Epigenetic Biological Age Clocks: Horvath, Hannum, PhenoAge, GrimAge

Epigenetic clocks are the most quantitatively rigorous biomarkers of biological aging available outside specialist clinical settings. The four major clocks (Horvath, Hannum, PhenoAge, GrimAge) differ in their training data, biomarker basis, and what they actually predict. Marketing of consumer "biological age" tests collapses these distinctions. This page lays out how each clock is built, what it forecasts, what intervention reversibility data exists, and where the evidence does not yet support the strong claims being made.

What is an epigenetic clock?

DNA methylation is the addition of a methyl group to cytosine in CpG dinucleotides. The pattern across the genome is tissue-specific and changes systematically with age. Some CpGs gain methylation with age (typically in CpG islands near gene promoters), others lose methylation (typically in repetitive elements and intergenic regions). The age-dependent component is reproducible enough that a regression model trained on methylation data can predict chronological age with median error of 2 to 5 years.

A clock is a regression equation: weighted combination of methylation values at hundreds of CpG sites, summed to produce a single age estimate. The training procedure determines what the clock predicts. Train on chronological age, you get a chronological-age estimator. Train on time-to-death, you get a mortality predictor. Train on phenotypic aging biomarkers, you get a clock that captures health status better than chronological age alone.

The "epigenetic age acceleration" metric is the residual: predicted methylation age minus chronological age. Positive acceleration (DNAm age higher than chronological age) is associated with elevated mortality and disease risk in most studies. Negative acceleration (DNAm age lower than chronological) is associated with longer expected lifespan.

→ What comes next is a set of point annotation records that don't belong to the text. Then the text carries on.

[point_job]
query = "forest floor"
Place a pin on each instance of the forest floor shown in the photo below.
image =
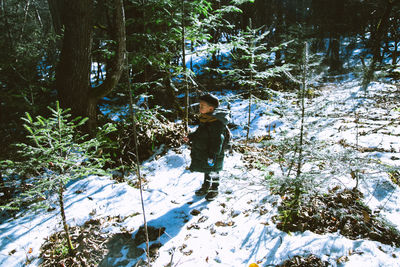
(344, 211)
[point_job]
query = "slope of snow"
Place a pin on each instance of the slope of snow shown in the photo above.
(236, 228)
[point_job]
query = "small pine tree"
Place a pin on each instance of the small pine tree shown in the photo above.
(250, 63)
(57, 155)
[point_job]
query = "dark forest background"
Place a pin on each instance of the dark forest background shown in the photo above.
(74, 51)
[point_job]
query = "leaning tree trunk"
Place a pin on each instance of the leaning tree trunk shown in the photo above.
(73, 70)
(375, 44)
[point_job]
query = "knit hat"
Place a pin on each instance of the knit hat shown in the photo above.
(210, 99)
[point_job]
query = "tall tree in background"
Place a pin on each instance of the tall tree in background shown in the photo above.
(74, 67)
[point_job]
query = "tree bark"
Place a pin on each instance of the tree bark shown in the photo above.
(73, 69)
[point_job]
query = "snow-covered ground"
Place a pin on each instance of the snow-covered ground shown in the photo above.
(235, 229)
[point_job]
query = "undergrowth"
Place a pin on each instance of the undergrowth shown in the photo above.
(337, 211)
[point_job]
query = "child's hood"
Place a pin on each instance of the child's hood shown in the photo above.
(222, 115)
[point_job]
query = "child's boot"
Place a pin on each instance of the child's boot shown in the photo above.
(204, 187)
(213, 192)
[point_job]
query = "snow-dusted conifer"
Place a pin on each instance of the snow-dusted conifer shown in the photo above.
(57, 155)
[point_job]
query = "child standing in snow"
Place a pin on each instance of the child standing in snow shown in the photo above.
(207, 141)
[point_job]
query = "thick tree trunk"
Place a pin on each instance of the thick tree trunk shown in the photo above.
(73, 70)
(375, 44)
(116, 65)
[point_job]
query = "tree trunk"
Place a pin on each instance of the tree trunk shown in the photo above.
(73, 70)
(64, 220)
(375, 44)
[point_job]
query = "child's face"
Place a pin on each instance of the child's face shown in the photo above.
(205, 107)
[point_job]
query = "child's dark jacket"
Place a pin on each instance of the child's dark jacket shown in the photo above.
(207, 142)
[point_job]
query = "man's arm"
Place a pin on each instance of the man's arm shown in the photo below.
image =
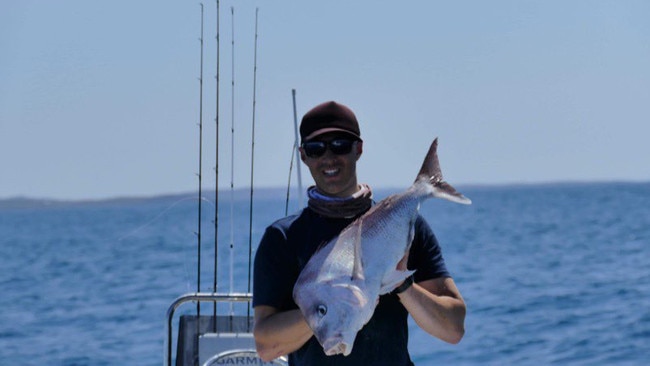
(279, 333)
(437, 307)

Horvath 2013: the multi-tissue clock

Horvath 2013 was the first published clock with broad applicability ( Horvath 2013 ). Trained on 8,000 samples across 51 tissue types, it uses 353 CpG sites and predicts chronological age with correlation 0.96 and median absolute error 3.6 years. The cross-tissue applicability was the breakthrough: the same 353-CpG model works in blood, brain, muscle, kidney, and most other tissues. The clock is sometimes called pan-tissue.

The Horvath clock was trained on chronological age, which means its primary signal is age itself. Mortality prediction is real but modest: pooled meta-analyses show hazard ratios around 1.04 per year of acceleration, weaker than the later phenotypic clocks. The clock is best understood as a chronological-age estimator that captures some but not all of the age-related biology that matters clinically.

Use cases where the Horvath clock is most informative: tissue-specific age questions (does this brain look older than expected for chronological age?), forensic age estimation, and as a baseline for studying intervention effects across multiple tissues.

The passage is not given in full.